12.3 Forfeiture Provisions

 

Notwithstanding the foregoing, in the event an Eligible Employee terminates employment by reason of Retirement and, within two years immediately following such termination, engages in any capacity in a business that is in substantial direct competition with the business of and in the geographic area served by the Company, such individual shall forfeit all right to receive any Awards still outstanding under the Plan.

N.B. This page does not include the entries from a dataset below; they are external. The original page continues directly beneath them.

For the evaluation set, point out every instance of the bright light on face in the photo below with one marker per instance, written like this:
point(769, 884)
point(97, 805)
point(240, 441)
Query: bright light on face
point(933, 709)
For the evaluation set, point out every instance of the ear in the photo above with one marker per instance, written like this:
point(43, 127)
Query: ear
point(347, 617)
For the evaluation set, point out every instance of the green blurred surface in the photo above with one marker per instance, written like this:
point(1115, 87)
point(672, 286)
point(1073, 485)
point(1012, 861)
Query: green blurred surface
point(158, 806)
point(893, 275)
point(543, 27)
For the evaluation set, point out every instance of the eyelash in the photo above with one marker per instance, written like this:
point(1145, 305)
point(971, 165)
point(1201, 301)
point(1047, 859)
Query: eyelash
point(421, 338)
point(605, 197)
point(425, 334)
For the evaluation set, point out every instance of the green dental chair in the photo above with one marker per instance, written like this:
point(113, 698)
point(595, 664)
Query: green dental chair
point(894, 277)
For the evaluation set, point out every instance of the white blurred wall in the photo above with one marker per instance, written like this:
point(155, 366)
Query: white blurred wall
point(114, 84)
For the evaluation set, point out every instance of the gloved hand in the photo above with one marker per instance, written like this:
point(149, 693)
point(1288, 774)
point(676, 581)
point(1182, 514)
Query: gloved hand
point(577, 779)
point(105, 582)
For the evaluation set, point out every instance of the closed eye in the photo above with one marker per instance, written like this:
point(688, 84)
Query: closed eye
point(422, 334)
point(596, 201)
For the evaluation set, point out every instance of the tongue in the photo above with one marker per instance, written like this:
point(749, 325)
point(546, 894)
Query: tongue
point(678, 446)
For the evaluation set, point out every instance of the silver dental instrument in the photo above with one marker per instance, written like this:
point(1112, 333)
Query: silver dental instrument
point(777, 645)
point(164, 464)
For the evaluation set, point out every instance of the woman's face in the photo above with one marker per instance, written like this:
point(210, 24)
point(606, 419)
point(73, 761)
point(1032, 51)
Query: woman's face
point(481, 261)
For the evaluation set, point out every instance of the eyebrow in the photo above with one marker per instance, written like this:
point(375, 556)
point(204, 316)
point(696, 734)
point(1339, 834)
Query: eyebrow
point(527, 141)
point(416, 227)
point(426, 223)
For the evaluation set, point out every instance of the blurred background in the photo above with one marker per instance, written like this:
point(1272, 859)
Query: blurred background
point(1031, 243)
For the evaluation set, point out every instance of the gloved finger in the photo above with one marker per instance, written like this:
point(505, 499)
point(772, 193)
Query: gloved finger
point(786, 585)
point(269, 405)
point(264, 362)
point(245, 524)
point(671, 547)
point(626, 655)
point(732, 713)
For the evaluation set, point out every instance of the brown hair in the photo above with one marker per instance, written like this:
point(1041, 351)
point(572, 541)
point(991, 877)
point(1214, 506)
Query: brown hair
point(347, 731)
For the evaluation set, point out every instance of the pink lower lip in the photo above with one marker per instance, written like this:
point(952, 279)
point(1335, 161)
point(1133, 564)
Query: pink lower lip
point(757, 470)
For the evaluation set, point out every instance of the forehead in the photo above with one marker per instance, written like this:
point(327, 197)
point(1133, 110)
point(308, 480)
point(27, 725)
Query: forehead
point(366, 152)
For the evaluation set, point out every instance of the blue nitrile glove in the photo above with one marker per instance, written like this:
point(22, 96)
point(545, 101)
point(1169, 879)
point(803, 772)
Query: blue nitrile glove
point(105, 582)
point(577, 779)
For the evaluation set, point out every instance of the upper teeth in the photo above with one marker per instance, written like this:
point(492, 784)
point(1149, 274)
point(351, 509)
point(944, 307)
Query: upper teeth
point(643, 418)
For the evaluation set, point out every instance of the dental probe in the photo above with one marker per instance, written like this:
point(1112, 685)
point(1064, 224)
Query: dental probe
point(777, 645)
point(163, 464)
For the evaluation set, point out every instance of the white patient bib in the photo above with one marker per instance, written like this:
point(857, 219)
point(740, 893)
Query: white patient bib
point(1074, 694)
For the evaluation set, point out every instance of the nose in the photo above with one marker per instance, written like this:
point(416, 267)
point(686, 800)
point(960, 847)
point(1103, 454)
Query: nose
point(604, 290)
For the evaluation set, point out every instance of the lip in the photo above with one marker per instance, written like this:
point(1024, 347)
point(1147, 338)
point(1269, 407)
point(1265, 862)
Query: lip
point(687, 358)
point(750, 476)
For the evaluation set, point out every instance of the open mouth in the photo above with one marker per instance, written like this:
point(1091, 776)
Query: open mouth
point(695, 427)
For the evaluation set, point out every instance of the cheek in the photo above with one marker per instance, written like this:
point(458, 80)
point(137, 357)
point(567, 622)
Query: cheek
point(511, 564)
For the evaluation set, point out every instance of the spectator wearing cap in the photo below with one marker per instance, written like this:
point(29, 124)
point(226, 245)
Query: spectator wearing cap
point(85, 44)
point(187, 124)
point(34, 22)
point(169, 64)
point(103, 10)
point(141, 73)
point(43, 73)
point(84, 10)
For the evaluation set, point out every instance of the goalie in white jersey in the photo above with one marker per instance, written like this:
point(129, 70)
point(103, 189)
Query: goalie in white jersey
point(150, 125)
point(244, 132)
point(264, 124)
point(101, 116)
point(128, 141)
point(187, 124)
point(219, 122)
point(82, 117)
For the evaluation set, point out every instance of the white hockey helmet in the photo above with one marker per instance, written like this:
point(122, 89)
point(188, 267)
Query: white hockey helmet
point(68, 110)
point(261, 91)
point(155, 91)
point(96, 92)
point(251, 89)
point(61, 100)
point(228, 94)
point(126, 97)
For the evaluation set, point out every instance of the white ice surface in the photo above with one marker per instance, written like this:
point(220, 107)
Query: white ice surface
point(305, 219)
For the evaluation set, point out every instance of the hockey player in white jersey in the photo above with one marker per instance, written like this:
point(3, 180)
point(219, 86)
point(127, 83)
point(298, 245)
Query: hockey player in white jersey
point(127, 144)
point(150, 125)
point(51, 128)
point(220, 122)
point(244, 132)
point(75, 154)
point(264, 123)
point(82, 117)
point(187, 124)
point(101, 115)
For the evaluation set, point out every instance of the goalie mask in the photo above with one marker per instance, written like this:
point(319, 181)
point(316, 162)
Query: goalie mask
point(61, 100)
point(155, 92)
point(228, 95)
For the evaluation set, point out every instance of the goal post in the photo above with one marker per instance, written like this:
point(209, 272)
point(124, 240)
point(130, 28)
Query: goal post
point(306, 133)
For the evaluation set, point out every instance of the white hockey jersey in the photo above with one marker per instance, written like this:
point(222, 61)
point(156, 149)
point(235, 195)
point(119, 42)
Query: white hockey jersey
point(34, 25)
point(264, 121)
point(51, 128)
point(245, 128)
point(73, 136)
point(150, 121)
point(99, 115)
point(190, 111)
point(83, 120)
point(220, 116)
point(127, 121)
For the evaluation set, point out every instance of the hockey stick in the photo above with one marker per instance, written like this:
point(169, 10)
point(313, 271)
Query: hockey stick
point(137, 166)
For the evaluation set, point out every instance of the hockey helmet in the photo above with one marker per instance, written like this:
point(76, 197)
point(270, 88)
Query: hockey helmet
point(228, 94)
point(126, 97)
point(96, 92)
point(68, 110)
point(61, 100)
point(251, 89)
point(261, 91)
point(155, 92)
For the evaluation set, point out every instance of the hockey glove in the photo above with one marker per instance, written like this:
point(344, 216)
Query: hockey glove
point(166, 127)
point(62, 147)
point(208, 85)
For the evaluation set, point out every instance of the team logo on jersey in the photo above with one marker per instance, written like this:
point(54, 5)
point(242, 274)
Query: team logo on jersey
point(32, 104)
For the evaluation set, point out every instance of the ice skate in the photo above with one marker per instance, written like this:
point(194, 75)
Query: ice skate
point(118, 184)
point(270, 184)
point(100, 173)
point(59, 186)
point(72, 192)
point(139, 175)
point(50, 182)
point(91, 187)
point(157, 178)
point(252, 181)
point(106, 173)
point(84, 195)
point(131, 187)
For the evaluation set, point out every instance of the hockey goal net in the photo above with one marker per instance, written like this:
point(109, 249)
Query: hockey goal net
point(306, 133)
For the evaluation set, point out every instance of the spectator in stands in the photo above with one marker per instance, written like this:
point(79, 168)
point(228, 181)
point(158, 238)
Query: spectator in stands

The Committee’s determination of whether an individual has acted in competition with the Company shall be made in its sole discretion.

 

12.4 Determinations Conclusive and Binding

 

Any question as to whether and when there has been a termination of employment or services for purposes of the Plan and the cause of such termination shall be determined by the Board, upon recommendation of the Committee, and the Board’s determination shall be conclusive and binding.

 

12.5 Waiver of Restrictions

 

Notwithstanding any other provision of the Plan, the Committee may recommend to the Board and the Board may, in its sole discretion, waive any of the foregoing terms, conditions or restrictions under such circumstances and subject to such terms and conditions as the Board shall deem appropriate provided, however, no such action shall adversely affect the rights of any Participant under any Award granted prior to such action without the Participant’s consent.

 

SECTION 13. GENERAL

 

13.1 No Right to Continued Employment/Other Relationship

 

Nothing in the Plan or Award granted under the Plan shall be deemed to constitute an employment contract or confer or be deemed to confer on any Participant any right to continue in the employ of, or to continue any other relationship with, the Company or limit in any way the right of the Company to terminate a Participant’s employment or other relationship at any time, with or without cause.

 

13.2 Successors

 

The provisions of the Plan shall bind and inure to the benefit of the Company and its successors and assigns and the Participant and the Participant’s Beneficiaries.


13.3 Severability

 

If any provision of the Plan or Award is determined to be invalid, illegal or unenforceable in any jurisdiction, or as to any person, or would disqualify the Plan or Award under any law deemed applicable by the Committee, such provision shall be construed or deemed amended to conform to applicable laws, or, if it cannot be so construed or deemed amended without, in the Committee’s determination, materially altering the intent of the Plan or Award, such provision shall be stricken as to such jurisdiction, person, Award, and the remainder of the Plan and any Award shall remain in full force and effect.

 

13.4 Choice of Law

 

The Plan and all determinations made and actions taken pursuant hereto, to the extent not otherwise governed by the laws of the United States, shall be governed by the laws of the State of Washington without giving effect to principles of conflicts of law.